Interesting how important an animal's diet can be, something I didn't fully appreciate.
Also it's nice to see accounts of how science semi-functioned historically. I'm fascinated by the role of human-factors in our attempts at objective-science.
That's cute, but partially false, and is the main reason animals eating other animals exists.
Obligate carnivores, as an example, eat other animals not as a shortcut to the diets of the other animals, but because the other animals' livers manufacture amino acids that the obligate carnivores' livers do not.
Chaining more also works nicely: "You are what what what you eat eats eats," or, "You are what what what what what what you eat eats eats eats eats eats," and so on. All of which are true in some small proportion, of course.
Yep, a couple. First one, if the mum eats anything spicy, it gets passed on through the milk and the kid gets colicky. Secondly, one of ours has a milk protein allergy. If the mum drinks cow's milk, the baby gets nasty nappy rash. Both completely repeatable, and tried enough times to go beyond anecdata (imnsho).

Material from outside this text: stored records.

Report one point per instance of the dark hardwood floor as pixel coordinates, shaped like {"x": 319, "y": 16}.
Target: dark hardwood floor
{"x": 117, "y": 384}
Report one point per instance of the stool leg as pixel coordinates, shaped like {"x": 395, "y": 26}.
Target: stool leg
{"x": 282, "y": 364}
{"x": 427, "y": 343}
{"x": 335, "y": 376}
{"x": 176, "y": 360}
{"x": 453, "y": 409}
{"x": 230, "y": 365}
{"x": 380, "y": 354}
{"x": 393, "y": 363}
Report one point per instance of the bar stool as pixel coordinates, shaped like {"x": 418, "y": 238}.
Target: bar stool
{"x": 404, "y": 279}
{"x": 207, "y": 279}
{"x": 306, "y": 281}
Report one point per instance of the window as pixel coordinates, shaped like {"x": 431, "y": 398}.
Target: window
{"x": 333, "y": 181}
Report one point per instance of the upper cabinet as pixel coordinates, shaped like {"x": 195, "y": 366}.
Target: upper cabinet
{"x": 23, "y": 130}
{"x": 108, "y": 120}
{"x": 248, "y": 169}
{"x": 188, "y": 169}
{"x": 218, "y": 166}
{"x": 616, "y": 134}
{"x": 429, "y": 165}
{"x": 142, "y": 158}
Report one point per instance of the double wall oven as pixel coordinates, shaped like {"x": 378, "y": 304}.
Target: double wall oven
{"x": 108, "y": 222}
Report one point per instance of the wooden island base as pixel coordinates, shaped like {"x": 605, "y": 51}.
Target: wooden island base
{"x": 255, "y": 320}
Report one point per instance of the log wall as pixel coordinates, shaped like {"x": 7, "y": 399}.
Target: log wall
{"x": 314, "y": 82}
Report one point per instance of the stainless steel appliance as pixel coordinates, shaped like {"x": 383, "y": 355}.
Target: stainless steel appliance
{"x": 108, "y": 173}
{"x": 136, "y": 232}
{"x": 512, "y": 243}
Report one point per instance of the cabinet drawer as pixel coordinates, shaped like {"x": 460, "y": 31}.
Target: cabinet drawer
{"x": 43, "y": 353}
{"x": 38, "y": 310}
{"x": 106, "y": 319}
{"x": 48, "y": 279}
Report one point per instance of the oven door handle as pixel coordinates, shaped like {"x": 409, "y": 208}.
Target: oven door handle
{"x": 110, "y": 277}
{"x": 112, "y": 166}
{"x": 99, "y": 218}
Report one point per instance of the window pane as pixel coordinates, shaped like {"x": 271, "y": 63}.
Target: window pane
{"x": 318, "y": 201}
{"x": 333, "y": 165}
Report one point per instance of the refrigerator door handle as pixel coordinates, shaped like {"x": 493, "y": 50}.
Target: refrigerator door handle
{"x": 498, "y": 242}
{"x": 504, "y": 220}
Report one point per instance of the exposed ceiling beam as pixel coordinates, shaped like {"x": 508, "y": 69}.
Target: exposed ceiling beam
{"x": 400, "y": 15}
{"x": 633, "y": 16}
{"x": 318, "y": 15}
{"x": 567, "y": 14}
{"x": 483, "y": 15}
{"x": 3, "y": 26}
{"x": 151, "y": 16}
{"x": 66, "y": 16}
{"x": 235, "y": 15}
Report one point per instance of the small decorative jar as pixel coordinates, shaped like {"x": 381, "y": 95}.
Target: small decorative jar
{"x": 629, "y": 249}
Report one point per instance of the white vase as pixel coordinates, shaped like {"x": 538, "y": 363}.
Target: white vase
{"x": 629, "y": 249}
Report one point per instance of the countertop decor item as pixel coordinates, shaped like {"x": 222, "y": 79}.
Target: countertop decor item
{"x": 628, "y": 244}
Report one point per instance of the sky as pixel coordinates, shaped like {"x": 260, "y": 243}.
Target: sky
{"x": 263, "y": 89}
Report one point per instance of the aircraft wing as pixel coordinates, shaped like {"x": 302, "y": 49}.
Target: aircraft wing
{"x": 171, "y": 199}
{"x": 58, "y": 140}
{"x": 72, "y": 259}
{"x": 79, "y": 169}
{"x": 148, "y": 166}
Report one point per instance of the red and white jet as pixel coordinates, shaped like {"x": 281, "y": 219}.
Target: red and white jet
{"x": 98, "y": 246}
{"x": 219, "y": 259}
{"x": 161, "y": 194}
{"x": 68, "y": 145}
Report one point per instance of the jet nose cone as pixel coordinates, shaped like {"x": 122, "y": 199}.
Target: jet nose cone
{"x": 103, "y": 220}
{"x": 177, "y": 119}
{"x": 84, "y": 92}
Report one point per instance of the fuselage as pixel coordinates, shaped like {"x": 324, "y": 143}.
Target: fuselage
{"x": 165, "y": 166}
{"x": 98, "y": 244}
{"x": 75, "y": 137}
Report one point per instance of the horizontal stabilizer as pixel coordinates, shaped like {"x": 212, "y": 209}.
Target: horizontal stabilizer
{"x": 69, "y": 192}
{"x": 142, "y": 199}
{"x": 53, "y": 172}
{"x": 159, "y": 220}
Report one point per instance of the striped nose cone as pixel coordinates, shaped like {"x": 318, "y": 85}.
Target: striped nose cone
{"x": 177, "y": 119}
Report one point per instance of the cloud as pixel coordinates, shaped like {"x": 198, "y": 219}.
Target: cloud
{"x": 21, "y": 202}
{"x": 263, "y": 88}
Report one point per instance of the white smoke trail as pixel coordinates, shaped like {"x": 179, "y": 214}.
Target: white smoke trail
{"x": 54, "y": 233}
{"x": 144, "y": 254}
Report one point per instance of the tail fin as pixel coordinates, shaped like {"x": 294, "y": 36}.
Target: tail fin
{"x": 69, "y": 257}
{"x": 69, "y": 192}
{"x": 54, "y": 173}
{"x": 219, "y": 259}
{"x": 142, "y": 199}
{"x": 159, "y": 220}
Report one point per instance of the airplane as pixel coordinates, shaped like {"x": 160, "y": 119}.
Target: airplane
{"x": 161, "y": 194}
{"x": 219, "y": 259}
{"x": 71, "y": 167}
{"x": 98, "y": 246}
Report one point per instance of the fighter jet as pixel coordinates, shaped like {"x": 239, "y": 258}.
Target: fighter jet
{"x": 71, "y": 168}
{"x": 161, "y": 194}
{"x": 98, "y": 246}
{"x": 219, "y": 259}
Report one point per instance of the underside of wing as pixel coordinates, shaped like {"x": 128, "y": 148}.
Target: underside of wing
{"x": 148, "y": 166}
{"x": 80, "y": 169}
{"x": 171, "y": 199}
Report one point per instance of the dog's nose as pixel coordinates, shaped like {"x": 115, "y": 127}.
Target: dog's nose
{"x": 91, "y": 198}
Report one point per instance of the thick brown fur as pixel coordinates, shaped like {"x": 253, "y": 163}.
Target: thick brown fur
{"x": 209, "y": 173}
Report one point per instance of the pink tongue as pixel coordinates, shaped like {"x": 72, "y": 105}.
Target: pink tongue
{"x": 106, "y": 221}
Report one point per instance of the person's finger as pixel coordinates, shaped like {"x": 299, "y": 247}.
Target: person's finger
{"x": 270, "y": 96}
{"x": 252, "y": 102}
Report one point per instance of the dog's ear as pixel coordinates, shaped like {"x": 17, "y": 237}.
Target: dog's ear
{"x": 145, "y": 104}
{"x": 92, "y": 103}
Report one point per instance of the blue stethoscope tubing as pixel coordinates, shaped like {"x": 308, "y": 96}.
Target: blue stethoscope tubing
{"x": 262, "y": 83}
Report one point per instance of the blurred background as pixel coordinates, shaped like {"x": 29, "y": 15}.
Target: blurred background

I still distinctly remember milk sickness being used as the "story" behind some experiments they had us do in early science classes in middle or high school. Basically, a teenager was sick/had died and we had to figure out where the milk came from(then the experiment was to study density of different plastics to determine which dairy had bottled it). One thing that stood out to me was that the parents in the story described the victim's breathe as smelling like nail polish. One of the symptoms is the build up of ketone bodies like acetone, which might be noticeable in the breathe.
tldr;
Finally, in 1928, researchers at the U.S. Department of Agriculture, led by Dr. James Couch, isolated from white snakeroot a highly complex alcohol they named tremetol, and the American Medical Association recognized that Eupatorium rugosum was the cause of the milk sickness. The culprit plant had, finally, been officially discovered. As this information spread throughout the medical and agricultural communities, fencing laws and supervised milk production largely solved the milk sickness problem.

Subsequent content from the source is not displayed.